# A quick update...



## nessietee (Apr 14, 2009)

Hi All

Thanks for the replies to my previous questions. 

A quick update, I've got my Working Holiday Visa approved now! Yaye! It will give me a year to start planning my move. The WHV will last me two years.  

I'm still apprehensive about the job market situation but I guess it's a wait and see hoping that the market gets better. There was one thing I wasn't to keen on and I hope it's not true! I was told as a perm you only get 2 weeks on annual leave (in addition to all the public holidays which adds up to be about 7 or so). Really? So little????? 
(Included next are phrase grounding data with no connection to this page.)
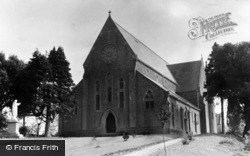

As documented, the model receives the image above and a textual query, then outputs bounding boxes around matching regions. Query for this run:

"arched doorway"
[106,113,116,133]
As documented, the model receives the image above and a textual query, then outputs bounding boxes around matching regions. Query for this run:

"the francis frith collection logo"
[188,12,237,41]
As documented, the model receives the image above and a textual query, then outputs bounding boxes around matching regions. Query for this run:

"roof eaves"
[137,58,178,85]
[169,60,201,66]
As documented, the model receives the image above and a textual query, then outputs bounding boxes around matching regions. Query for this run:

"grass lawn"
[150,134,250,156]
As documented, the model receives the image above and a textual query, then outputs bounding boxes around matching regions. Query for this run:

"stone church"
[60,14,214,136]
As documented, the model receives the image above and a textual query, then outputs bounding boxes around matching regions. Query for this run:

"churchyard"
[64,134,250,156]
[0,133,249,156]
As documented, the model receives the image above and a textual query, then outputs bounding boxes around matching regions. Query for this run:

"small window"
[95,81,101,110]
[188,111,191,131]
[180,107,183,129]
[119,78,125,108]
[96,94,100,110]
[106,73,113,103]
[108,86,112,102]
[172,103,175,127]
[192,111,193,122]
[119,92,124,108]
[119,78,124,89]
[194,113,197,132]
[184,111,188,131]
[145,90,154,109]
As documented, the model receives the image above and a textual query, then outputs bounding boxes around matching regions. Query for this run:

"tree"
[238,85,250,137]
[11,50,52,132]
[44,47,75,136]
[0,53,8,109]
[0,112,8,132]
[221,42,250,136]
[227,96,242,134]
[14,51,51,115]
[204,42,228,134]
[12,48,75,137]
[0,52,25,111]
[158,92,171,156]
[205,42,250,135]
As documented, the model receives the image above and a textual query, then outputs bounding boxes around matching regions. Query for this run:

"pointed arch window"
[106,73,113,103]
[180,107,183,129]
[145,90,154,109]
[119,78,125,108]
[194,113,197,133]
[171,103,175,127]
[184,110,188,132]
[95,80,101,110]
[188,110,191,131]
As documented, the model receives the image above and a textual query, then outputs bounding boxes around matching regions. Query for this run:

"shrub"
[187,131,194,141]
[19,126,29,136]
[182,139,190,145]
[219,138,234,146]
[0,112,8,131]
[182,131,190,145]
[123,132,129,141]
[227,104,242,135]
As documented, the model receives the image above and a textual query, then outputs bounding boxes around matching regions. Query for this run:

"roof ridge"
[114,21,169,65]
[169,60,201,66]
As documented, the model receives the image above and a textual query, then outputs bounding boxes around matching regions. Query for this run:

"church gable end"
[78,15,139,135]
[83,15,136,73]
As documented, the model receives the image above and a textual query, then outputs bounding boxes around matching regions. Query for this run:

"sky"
[1,0,250,84]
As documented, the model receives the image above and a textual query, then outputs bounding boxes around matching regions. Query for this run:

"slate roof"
[168,60,202,92]
[138,71,200,110]
[114,21,177,84]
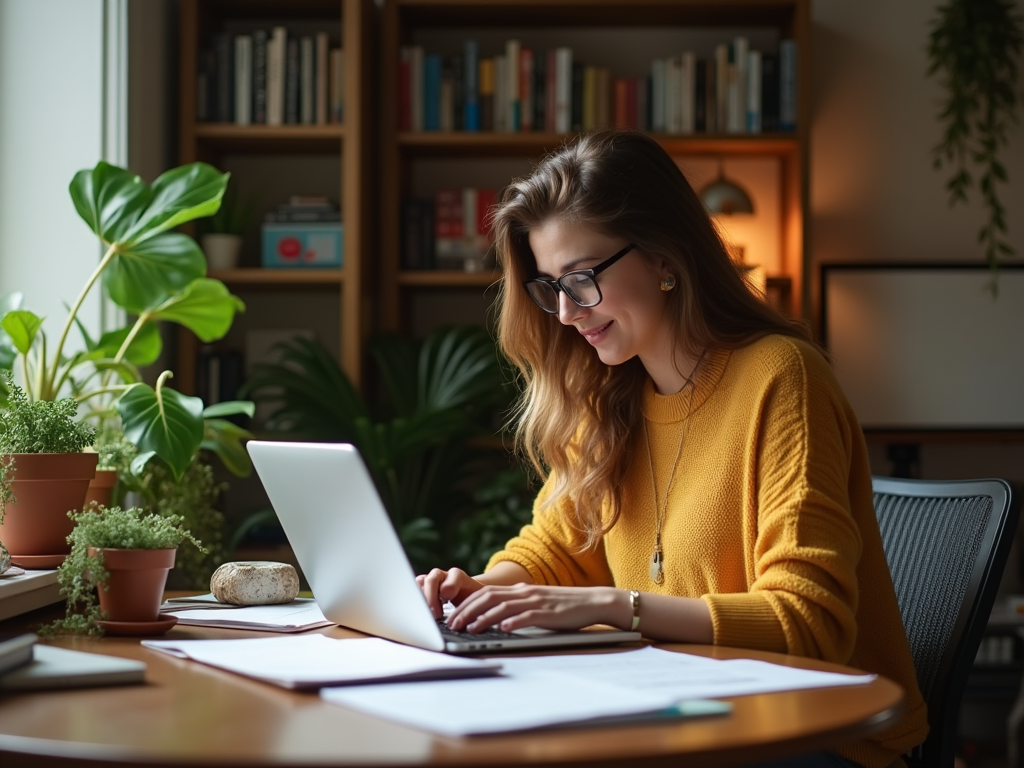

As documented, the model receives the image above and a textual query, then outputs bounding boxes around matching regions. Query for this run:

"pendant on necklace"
[649,540,664,585]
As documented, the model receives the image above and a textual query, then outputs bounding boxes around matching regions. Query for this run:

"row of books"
[398,38,796,135]
[197,28,344,126]
[402,188,498,272]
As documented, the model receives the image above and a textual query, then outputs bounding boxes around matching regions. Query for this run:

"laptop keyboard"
[436,619,519,642]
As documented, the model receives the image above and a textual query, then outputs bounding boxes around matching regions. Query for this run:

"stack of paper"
[142,635,501,689]
[159,594,333,632]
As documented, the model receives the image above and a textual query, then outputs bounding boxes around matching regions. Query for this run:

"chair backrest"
[872,476,1020,768]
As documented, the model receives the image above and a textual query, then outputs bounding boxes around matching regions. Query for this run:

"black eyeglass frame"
[523,243,637,314]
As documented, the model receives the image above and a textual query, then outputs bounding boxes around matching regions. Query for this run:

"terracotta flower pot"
[83,469,120,510]
[1,453,98,557]
[91,547,176,623]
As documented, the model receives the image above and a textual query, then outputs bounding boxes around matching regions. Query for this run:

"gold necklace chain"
[642,352,704,586]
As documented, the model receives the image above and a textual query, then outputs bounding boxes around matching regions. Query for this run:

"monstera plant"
[0,161,248,480]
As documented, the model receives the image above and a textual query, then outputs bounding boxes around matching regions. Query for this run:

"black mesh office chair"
[872,476,1020,768]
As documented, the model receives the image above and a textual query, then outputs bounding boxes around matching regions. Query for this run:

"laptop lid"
[247,441,642,653]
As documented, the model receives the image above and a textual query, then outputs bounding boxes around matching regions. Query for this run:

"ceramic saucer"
[10,554,66,569]
[96,615,178,637]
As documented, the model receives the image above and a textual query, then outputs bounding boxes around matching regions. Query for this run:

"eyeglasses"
[523,243,636,314]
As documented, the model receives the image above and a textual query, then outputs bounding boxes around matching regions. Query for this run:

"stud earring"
[660,275,677,292]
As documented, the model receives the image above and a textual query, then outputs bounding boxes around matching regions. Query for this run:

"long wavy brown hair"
[492,130,814,549]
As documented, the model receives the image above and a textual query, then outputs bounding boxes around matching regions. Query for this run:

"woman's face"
[528,219,676,378]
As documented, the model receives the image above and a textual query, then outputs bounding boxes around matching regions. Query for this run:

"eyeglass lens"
[526,272,601,313]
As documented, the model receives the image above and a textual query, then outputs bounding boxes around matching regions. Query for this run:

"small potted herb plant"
[48,505,204,636]
[0,374,97,567]
[199,180,260,270]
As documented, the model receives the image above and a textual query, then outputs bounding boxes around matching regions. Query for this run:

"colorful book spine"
[463,40,479,131]
[451,53,465,131]
[505,39,520,133]
[300,36,315,125]
[554,47,572,134]
[533,50,546,131]
[479,58,495,131]
[234,35,252,126]
[252,30,268,124]
[745,49,761,133]
[315,32,329,125]
[424,54,442,130]
[779,39,797,131]
[440,55,454,131]
[329,47,344,123]
[267,26,286,126]
[410,45,424,131]
[520,48,534,131]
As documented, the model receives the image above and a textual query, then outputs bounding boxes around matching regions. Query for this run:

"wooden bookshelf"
[379,0,812,332]
[177,0,373,395]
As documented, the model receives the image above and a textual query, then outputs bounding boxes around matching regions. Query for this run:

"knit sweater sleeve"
[703,342,863,663]
[485,477,615,587]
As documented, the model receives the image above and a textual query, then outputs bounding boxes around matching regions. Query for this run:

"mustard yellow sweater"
[487,335,927,768]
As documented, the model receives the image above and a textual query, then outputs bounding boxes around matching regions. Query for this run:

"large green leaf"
[0,293,25,369]
[69,162,152,244]
[418,325,502,412]
[117,381,205,481]
[103,232,207,313]
[203,400,255,419]
[201,418,253,478]
[122,163,229,246]
[1,310,45,355]
[149,279,245,342]
[96,322,163,366]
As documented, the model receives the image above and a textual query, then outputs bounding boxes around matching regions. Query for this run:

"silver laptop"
[247,441,642,654]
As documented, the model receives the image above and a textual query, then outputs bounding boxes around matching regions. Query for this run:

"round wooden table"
[0,623,904,768]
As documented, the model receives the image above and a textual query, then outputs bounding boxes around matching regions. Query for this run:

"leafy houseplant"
[928,0,1023,276]
[240,325,518,571]
[0,160,245,481]
[0,375,98,561]
[199,179,260,270]
[47,505,204,636]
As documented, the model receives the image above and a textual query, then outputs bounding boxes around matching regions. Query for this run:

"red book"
[398,54,411,131]
[434,188,463,265]
[613,77,629,128]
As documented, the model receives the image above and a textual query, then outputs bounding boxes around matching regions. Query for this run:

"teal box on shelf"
[261,223,343,268]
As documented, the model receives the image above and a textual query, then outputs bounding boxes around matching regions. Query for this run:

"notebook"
[246,441,642,654]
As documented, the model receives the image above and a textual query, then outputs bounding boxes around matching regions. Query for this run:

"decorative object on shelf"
[44,505,205,636]
[262,196,343,269]
[210,561,299,605]
[199,178,261,270]
[699,159,755,215]
[0,375,98,567]
[927,0,1023,278]
[0,160,245,482]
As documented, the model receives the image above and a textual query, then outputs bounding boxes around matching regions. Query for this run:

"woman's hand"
[416,568,487,619]
[446,584,632,633]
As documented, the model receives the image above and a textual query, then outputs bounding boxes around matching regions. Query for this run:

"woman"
[417,130,927,768]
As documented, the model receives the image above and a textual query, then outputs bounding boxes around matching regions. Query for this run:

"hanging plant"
[927,0,1023,278]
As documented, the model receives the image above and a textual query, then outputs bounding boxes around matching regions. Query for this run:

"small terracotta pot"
[91,547,176,623]
[1,453,99,556]
[83,469,120,510]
I was in Paris last weekend and noticed loads of Canadians over there. Summer holidays? While on the Eurostar, I met a lovely Canadian lady who was really easy chat to and offered me a lot of tips with fab places to visit in Canada. It got me excited about the prospect of me being in Canada next year esp if all the Canadian people are this friendly.  

Speak soon!

Take care, 
Ness xo


----------



## Auld Yin (Mar 10, 2009)

I was told as a perm you only get 2 weeks on annual leave (in addition to all the public holidays which adds up to be about 7 or so). Really? So little????? 

It is true that in many jobs the starting vacation time is two weeks plus about 10 public holidays (depends on Province). Extra vacation time is earned through service. Depending on the importance of one's job, vacation time can be negotiated before being hired. IOW, if hired as a senior manager or executive one may expect increased vacation time.


----------